My bolivian rams spawned about a week ago and the mom is still guarding in the fry in my planted 72ga with other fish that include cardinals, pencils and rummys. The tank is moderate to heavily planted. As anyone had any success with any of the fry living to adult size if they simply let "aquarium nature" take it's coarse.


----------



## JanS (Apr 14, 2004)

Congrats on your new fry!

I'm sure some, if not quite a few fry will survive with the tankmates you have in the tank, along with the fact it's fairly well planted. The Rams are pretty protective parents, and none of the other fish are big enough to really overcome them.
If you want to improve the chances of a bigger survival rate, you could leave some sort of a light on in the tank 24 hours, so they aren't as vulnerable at night.

Keep us posted.


----------



## houseofcards (Feb 16, 2005)

Thanks Jan. I would have never thought about that. In terms of food do you think they will be O.K, by picking here and there.


----------



## BryceM (Nov 6, 2005)

Maybe you'll be ok if your tank is old and well established. I'd probably try to supplement with baby brine or something similar. The little ones need to eat quite a bit.


----------



## houseofcards (Feb 16, 2005)

guaiac_boy said:


> Maybe you'll be ok if your tank is old and well established.


How do you mean, as far as the fry's senstitivity to water conditions.

Well after about day 5 or 6 of the mother protecting the fry I don't see any of them right now. I pencil fish look like little barracadas picking them off as they search thru the plants. I didn't hatch any BBS to feed so that might have kept them small too long. I really had no initation of raising the major of them, but would have liked to have a few survive.

Right after they were free swimming the did remove 10 or so to a 5g tank and right now there are 4 still alive and I've been feeding Hikari First Bites which they do seem to eat, but they really don't look much bigger.


----------



## BryceM (Nov 6, 2005)

In an older tank there are probably more 'thingies' around for the little ones to eat. If the fish spawned and the eggs hatched, the water quality is certainly ok. It will take them 2 or 3 weeks with perfect feeding for them to get big enough to look like fish. They grow quickly, but not that quickly.

I've never been able to keep fry alive with any other species in the tank. It seems that most fish are accustomed to eating anything that wiggles & fits in its mouth.


----------



## houseofcards (Feb 16, 2005)

I just noticed a few fry still in the 72g tank. I don't know if I should try to get them out and put them in the 5g where there are still 4 out of 10 alive.
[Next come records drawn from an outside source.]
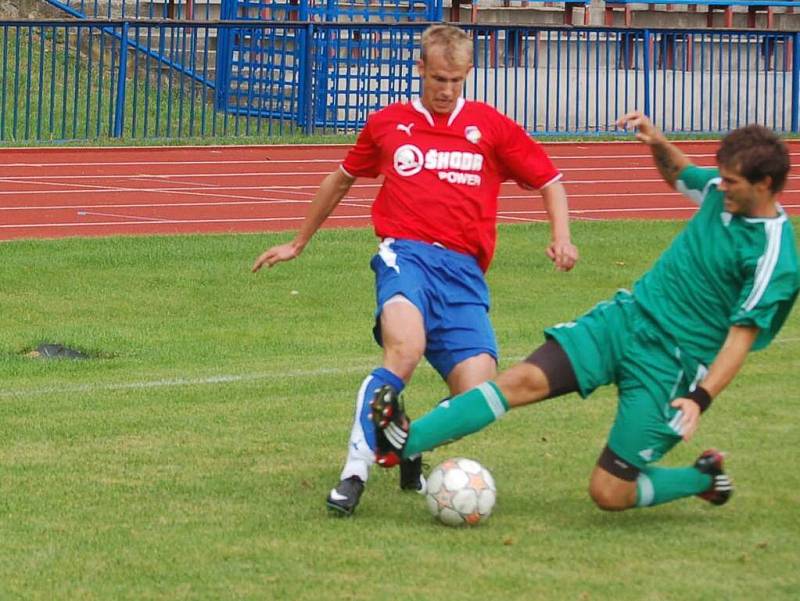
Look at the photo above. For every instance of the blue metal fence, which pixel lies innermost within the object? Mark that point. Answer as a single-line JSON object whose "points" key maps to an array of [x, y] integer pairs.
{"points": [[64, 80]]}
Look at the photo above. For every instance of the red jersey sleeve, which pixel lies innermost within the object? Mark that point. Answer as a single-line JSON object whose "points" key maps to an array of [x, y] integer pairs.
{"points": [[364, 158], [524, 160]]}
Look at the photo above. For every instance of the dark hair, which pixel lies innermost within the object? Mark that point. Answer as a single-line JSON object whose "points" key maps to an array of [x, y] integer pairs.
{"points": [[755, 152]]}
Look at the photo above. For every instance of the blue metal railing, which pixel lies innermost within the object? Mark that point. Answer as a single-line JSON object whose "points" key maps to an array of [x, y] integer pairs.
{"points": [[67, 79]]}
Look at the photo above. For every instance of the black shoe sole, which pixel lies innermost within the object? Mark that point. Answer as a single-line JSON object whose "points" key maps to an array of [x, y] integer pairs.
{"points": [[338, 510]]}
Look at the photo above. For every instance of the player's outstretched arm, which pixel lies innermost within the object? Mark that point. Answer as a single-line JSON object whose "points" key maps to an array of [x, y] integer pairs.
{"points": [[329, 194], [561, 251], [668, 158], [726, 365]]}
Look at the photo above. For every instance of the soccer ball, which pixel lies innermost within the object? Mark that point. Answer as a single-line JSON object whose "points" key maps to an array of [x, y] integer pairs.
{"points": [[460, 492]]}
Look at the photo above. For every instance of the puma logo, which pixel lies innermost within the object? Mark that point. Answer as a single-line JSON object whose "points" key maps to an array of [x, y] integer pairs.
{"points": [[405, 128]]}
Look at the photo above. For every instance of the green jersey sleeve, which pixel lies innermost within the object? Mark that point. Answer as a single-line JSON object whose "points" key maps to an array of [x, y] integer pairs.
{"points": [[770, 288], [694, 182]]}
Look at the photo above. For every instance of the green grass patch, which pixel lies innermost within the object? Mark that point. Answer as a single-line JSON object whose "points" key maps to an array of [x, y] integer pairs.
{"points": [[191, 457]]}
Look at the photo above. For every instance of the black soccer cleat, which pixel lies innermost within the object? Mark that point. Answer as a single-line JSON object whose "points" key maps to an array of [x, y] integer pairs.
{"points": [[391, 426], [710, 462], [343, 499], [411, 477]]}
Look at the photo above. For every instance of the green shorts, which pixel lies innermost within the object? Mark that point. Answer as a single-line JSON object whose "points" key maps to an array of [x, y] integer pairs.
{"points": [[616, 342]]}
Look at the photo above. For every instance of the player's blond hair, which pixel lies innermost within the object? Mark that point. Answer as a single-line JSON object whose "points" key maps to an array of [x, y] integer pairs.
{"points": [[456, 45]]}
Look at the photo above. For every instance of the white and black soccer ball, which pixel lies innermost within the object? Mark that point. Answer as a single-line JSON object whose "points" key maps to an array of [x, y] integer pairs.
{"points": [[460, 492]]}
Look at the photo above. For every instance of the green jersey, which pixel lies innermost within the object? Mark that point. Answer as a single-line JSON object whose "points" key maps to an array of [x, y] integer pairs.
{"points": [[721, 270]]}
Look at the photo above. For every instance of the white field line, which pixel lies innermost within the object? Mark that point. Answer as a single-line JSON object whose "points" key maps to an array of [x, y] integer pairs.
{"points": [[644, 154], [132, 220], [220, 379], [180, 382]]}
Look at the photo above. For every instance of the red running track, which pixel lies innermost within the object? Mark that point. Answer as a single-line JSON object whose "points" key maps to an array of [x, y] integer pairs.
{"points": [[103, 191]]}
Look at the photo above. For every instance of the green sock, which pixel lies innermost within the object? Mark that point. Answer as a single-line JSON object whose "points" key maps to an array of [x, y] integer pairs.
{"points": [[461, 415], [656, 485]]}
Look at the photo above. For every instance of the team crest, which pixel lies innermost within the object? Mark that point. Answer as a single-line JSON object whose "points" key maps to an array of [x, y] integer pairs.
{"points": [[408, 160], [472, 133]]}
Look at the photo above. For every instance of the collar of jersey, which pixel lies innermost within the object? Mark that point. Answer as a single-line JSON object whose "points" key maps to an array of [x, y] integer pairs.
{"points": [[417, 104]]}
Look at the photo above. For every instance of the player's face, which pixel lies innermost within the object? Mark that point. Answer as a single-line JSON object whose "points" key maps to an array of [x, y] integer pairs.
{"points": [[741, 196], [442, 81]]}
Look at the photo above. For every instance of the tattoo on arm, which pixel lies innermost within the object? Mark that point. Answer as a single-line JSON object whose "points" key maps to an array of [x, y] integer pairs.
{"points": [[664, 158]]}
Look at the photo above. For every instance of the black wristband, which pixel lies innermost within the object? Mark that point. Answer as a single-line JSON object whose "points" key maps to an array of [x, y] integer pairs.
{"points": [[700, 396]]}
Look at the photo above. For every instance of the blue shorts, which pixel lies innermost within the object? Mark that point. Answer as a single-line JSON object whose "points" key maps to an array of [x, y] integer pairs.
{"points": [[450, 291]]}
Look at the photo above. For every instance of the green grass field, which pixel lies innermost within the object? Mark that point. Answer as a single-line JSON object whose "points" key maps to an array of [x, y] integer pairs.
{"points": [[190, 457]]}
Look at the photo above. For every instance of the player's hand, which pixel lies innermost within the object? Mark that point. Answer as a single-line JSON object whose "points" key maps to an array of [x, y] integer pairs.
{"points": [[645, 130], [563, 254], [688, 417], [276, 254]]}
I might try and hatch some BBS today.


----------



## BryceM (Nov 6, 2005)

If you're serious about raising fry I'd try to set up a tank specifically for it. I think you'd find it to be much less frustrating in the end. Raising a beautiful fish like rams to maturity is enormously rewarding.


----------



## Error (Apr 16, 2004)

I know you're not really looking to raise the fry, but if you do in the future, something that might help out is getting a vinegar eel culture going.
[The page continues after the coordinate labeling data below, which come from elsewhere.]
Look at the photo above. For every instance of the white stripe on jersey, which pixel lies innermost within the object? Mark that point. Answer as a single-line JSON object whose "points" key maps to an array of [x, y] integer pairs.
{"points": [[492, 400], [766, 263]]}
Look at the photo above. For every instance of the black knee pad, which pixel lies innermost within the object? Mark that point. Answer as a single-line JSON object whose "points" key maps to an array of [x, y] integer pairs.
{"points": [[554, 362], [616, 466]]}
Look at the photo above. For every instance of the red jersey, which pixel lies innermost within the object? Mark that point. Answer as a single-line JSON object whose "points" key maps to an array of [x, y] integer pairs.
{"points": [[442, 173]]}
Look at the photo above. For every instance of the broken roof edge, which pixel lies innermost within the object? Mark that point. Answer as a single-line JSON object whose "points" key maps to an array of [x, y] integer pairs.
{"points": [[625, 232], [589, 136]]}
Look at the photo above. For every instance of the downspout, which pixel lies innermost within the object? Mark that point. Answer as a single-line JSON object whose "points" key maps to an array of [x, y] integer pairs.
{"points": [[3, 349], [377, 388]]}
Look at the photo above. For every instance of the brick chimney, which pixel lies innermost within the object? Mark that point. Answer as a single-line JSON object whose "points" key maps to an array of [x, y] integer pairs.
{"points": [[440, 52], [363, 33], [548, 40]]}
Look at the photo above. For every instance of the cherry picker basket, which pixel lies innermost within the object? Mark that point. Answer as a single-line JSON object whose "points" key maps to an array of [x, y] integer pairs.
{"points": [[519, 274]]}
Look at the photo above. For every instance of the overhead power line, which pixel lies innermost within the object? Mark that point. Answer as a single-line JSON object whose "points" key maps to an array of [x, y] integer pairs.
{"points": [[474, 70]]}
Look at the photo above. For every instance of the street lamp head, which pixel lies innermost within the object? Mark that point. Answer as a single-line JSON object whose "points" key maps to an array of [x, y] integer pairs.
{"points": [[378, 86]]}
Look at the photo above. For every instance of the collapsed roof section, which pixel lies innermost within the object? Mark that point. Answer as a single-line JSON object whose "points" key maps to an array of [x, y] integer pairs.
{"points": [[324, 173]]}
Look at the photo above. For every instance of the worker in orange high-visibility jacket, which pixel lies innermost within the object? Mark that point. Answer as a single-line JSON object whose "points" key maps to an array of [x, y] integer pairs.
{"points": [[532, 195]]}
They can survive in your tank for a while and the culture requires NO maintenance. (Really, NONE.) It's the harvesting that requires a moment of your time 

When I had Betta imbellis spawn in one of my tanks, I just added a turkey baster of fresh water filled with vinegar eels daily. I never watched to see if they ate it, but I assume they did since quite a few survived.
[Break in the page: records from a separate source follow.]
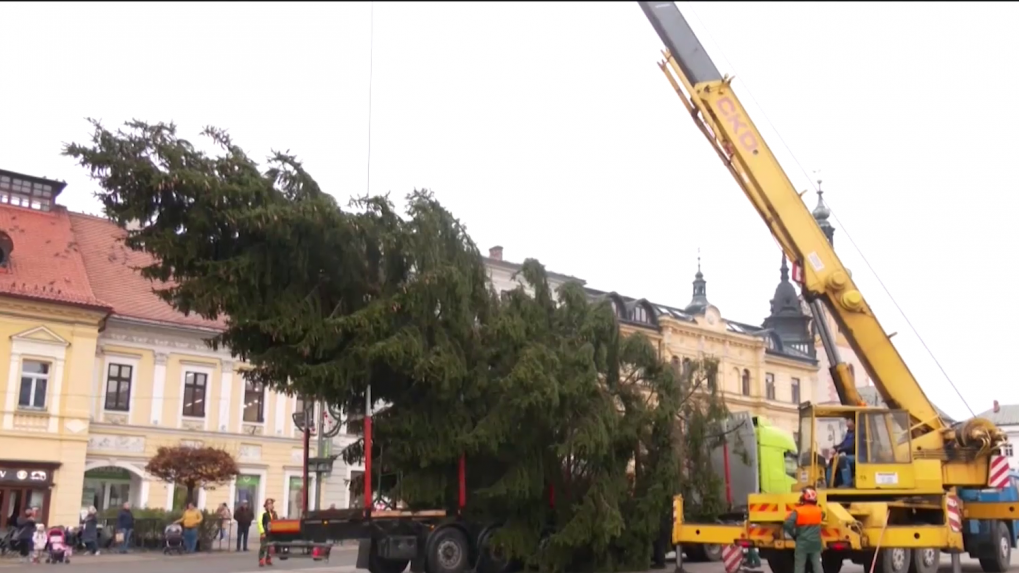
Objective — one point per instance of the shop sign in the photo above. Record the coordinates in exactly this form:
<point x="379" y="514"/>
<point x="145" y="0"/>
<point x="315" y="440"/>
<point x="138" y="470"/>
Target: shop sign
<point x="23" y="475"/>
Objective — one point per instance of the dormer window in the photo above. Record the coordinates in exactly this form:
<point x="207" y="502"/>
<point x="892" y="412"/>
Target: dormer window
<point x="28" y="192"/>
<point x="639" y="314"/>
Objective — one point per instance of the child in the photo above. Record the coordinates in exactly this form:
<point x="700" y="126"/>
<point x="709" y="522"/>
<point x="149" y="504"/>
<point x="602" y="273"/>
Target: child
<point x="39" y="541"/>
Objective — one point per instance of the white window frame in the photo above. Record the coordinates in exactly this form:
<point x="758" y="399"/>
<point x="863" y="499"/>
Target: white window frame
<point x="36" y="344"/>
<point x="51" y="366"/>
<point x="122" y="360"/>
<point x="191" y="367"/>
<point x="265" y="405"/>
<point x="287" y="475"/>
The reason I mention vinegar eels is that they a) tend to disperse around the whole tank, as opposed to baby brine shrimp which instead flow with the current; b) they last for at least two days in your tank, which will give the fry a lot of time to hunt and eat them; and c) most adult fish in the tank have no interest in vinegar eels (they are too small), but baby brine shrimp will be gone in no time.


----------